Seringkali saat kontrol sayalah yang lebih cerewet dengan dokter untuk menanyakan perkembangan luka. Menanyakan kemungkianan-kemungkinan yang terjadi jika gerakan berlebihan dan mengkonsultasikan perkembangan dan hambatan yang saya rasakan. Saat pemberian obat saya bernegosiasi untuk tidak mengonsumsi obat yang sudah tidak diperlukan meskipun secara umum seharusnya masih mengonsumsi. Saya memilih untuk bernegosiasi dengan dokter, selain mengurangi konsumsi obat juga menghemat biaya. Ah, saya pasien yang cerewet memang.
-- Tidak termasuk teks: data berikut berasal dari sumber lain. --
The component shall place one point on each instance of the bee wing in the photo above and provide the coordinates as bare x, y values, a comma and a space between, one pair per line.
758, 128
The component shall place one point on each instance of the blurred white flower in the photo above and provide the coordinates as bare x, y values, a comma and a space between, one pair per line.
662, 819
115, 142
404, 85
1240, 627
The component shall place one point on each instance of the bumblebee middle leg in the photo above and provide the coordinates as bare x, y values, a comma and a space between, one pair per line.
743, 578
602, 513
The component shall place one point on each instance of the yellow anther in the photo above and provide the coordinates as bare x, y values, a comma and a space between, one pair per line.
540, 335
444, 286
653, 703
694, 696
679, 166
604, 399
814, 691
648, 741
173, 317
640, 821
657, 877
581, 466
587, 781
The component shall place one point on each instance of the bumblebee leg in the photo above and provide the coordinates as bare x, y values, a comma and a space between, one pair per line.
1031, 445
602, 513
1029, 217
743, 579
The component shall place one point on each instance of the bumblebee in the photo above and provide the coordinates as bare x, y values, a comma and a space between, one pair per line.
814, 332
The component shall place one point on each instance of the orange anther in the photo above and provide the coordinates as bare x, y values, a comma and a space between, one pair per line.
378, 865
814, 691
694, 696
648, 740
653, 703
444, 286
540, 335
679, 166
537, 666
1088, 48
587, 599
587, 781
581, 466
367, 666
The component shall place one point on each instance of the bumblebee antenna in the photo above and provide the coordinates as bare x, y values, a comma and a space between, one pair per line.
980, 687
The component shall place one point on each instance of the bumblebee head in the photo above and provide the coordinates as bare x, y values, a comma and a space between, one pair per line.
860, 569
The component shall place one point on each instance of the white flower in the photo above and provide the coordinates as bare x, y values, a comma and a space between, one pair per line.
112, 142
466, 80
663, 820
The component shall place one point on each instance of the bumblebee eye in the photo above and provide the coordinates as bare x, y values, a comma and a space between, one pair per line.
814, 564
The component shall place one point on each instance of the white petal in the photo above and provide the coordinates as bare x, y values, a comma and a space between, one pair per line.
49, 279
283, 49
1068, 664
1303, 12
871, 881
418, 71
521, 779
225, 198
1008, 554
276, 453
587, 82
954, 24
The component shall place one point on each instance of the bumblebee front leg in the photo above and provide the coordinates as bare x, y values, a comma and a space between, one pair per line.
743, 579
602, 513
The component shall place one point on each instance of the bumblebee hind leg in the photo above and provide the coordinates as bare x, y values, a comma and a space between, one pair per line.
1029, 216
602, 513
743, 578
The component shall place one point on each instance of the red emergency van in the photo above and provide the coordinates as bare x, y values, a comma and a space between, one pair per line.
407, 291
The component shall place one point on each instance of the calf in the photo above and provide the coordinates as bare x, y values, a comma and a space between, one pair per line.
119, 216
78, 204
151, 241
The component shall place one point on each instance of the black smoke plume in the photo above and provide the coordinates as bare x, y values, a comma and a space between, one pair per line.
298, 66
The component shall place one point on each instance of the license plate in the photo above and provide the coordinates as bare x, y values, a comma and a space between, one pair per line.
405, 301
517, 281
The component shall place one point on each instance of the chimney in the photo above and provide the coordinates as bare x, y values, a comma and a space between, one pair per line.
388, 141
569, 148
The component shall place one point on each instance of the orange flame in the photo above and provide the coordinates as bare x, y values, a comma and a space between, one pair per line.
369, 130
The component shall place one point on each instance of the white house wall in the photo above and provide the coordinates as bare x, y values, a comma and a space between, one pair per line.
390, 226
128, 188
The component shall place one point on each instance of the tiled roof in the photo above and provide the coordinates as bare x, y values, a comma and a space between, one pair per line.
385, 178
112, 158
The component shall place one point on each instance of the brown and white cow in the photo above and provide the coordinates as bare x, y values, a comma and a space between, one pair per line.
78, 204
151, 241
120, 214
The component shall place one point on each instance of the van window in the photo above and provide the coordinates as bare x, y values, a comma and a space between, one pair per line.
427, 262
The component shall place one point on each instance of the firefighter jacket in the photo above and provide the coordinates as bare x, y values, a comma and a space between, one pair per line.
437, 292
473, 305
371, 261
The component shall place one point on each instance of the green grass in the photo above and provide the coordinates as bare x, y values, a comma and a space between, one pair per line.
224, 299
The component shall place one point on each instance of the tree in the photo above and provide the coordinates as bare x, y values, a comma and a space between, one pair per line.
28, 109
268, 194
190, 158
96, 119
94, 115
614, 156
Sebenarnya saya tidak terbiasa untuk mengalihkan tanggungjawab kondisi badan saya pada orang lain. Saya harus benar-benar mengetahui dan memahami kondisi badan apalagi ketika sakit. Ini adalah badan saya dan sayalah yang merasakan sakit. Betapa bandelnya saya memang. Dengan memahami kondisi badan, saya akan bisa mengukur dan menakar aktifitas saya saat sakit. Hanya terhadap sakit yang tidak saya kenal baik, saya akan berusaha mengonsultasikannya dengan pihak lain salah satunya dokter sampai saya benar-benar memahami dimana positifnya dan dimana negatifnya. 

 
Mungkin selamanya saya tidak bisa berdamai dengan dokter apalagi dokter yang memonopoli kondisi kesehatan saya. Bagi saya kesembuhan orang sakit adalah X factor. Selain obat bisa berupa kondisi psikis, perawatan keluarga, keikhlasan untuk menerima kondisi fisiknya, sikap optimis dan semangat untuk sembuh, pemahaman terhadap kondisi tubuh serta doa. Diatas itu semua masih ada Tuhan sebagai pemilik sakit sekaligus pemilik obat. Jadi saat sakit, saya akan berusaha mencari dan memahami X factor sebaik-baiknya.